Christmas is a religious festival, certainly. For Christians, it’s about the birth of a saviour and the miracle of God made man, come to atone for our sins. Easy to see why that should be celebrated. And even for non-believers, it’s a magical, hopeful time of year. A time when we are encouraged to stop and remember to be a little kinder to each other, to spend time with the people that matter to us, to connect with fellow human beings, and to revel in the wonder in a child’s eyes as they sit on Father Christmas’ lap or decorate a tree. What’s indecent, stressful, indulgent and consumerist about that?

No, when Christmas turns sour, it is always a result of choices we make in how we engage with the season. And that’s something a lot of us forget as we open each window in the Advent calendar. Even at Christmas, we have choices and the power to say yes, or no, to traditions, invitations and customs. We can choose to get drunk at the office party, feel like hell the next day, and spend January kicking ourselves. Or not. We can choose to be on Oxford Street at 5pm on Christmas Eve. Or not. We can choose to buy a massive turkey and get up at 4am to start cooking it. Or not. Just like the other 365 days of the year, we have choices.

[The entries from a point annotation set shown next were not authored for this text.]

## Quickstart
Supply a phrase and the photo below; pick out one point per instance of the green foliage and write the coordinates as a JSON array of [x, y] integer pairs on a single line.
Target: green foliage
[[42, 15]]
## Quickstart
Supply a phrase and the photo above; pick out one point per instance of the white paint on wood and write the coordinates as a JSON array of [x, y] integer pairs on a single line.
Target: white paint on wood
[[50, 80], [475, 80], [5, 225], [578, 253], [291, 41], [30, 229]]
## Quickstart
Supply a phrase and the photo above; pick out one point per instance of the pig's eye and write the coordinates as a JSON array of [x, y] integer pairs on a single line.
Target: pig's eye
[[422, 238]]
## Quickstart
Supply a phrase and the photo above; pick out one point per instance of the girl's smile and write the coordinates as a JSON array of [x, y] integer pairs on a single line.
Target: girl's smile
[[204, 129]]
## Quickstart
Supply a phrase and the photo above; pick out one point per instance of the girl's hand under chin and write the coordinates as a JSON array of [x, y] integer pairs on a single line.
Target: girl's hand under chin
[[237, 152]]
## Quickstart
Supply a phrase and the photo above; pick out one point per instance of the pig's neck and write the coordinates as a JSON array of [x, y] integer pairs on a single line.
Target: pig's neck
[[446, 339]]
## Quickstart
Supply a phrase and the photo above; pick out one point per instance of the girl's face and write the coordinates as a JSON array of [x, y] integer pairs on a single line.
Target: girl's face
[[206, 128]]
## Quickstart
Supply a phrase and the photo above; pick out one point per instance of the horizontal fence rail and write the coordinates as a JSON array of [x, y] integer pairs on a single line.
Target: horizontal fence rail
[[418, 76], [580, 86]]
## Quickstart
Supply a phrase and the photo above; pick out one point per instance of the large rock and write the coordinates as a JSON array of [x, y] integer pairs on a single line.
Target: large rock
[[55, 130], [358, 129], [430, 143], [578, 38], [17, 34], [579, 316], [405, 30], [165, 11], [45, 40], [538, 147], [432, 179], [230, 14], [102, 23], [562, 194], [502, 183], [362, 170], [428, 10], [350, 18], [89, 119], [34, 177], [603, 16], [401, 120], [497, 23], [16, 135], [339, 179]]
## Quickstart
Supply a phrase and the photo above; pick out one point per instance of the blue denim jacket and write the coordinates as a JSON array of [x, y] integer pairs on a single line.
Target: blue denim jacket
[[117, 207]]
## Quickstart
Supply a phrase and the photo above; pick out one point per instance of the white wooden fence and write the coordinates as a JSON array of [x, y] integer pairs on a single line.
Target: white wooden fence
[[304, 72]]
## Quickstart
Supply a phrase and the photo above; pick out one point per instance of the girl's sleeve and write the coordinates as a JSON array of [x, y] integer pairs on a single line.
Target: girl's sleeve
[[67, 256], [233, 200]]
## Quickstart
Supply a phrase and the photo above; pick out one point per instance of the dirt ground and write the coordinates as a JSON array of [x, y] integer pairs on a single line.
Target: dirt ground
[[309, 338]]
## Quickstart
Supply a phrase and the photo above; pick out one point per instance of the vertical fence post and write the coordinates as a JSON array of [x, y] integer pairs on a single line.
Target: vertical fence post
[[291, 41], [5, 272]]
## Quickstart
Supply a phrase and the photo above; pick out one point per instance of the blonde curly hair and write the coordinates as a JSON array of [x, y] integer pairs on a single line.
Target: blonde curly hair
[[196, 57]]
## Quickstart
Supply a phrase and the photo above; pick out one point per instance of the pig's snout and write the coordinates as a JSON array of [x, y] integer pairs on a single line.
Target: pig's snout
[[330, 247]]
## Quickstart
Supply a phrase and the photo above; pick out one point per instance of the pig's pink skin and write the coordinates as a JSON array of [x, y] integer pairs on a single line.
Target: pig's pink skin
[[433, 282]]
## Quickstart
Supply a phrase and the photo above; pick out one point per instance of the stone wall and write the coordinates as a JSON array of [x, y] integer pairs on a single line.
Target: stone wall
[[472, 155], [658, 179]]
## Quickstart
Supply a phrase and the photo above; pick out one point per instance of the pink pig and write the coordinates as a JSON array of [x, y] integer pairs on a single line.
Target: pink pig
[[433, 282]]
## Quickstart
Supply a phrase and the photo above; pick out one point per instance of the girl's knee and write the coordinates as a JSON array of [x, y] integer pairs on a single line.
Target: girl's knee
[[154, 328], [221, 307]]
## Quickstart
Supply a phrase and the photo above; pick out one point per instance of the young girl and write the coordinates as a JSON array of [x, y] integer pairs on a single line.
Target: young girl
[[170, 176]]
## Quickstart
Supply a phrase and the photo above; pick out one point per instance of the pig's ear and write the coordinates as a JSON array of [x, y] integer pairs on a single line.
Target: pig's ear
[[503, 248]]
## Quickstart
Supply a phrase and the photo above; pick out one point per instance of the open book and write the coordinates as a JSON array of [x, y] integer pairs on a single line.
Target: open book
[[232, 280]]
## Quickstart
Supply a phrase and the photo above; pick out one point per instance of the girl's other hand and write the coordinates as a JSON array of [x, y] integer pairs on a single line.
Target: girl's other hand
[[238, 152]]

What makes your Christmas?

So many of the diatribes against Christmas that will inevitably be written by witty and arch columnists this year will play into people’s feelings of pressure and a perceived lack of choice around the holidays. But it doesn’t have to be that way. I for one do almost no Christmas shopping in December. All year long, when I see a bargain or a one-off item at a craft fair or on holiday that would make a great gift for a friend, I buy and stock. Sometimes I even – gasp! – make presents. I turn the radio off when they play Slade for the 100th time. I refuse to buy or eat Brussels sprouts even if, as I have been told, “it’s not a Christmas dinner without sprouts” (the devil of foodstuffs, if you ask me). I have agreed a gift spending cap with certain friends and family. I no longer give a Christmas card to people I am going to see and wish a Merry Christmas in person – this has limited the list to only those who don’t live near me and has seriously diminished my chances of getting repetitive strain injury once a year.

Reclaiming the festive season

I choose what Christmas means to me. And Christmas to me is making the pudding with my mum while listening to the same tape (yes, tape) of Christmas songs we’ve had since I was a kid; it’s giving friends gifts without expecting anything from them; it’s attending a carol concert and bellowing the descant to O Come All Ye Faithful; it’s watching Love Actually and giving silent thanks for my own Beloved and all the love I have in my life. Christmas (and Hanukkah, Eid, New Year’s Eve, Easter and Thanksgiving, for that matter) and is what we make it so if you find yourself Scrooging and Grinching as you shove round the shops and weep at your bank balance, don’t blame Christmas. Remind yourself instead that every day, you’ve made choices. Think about how those choices are working out for you.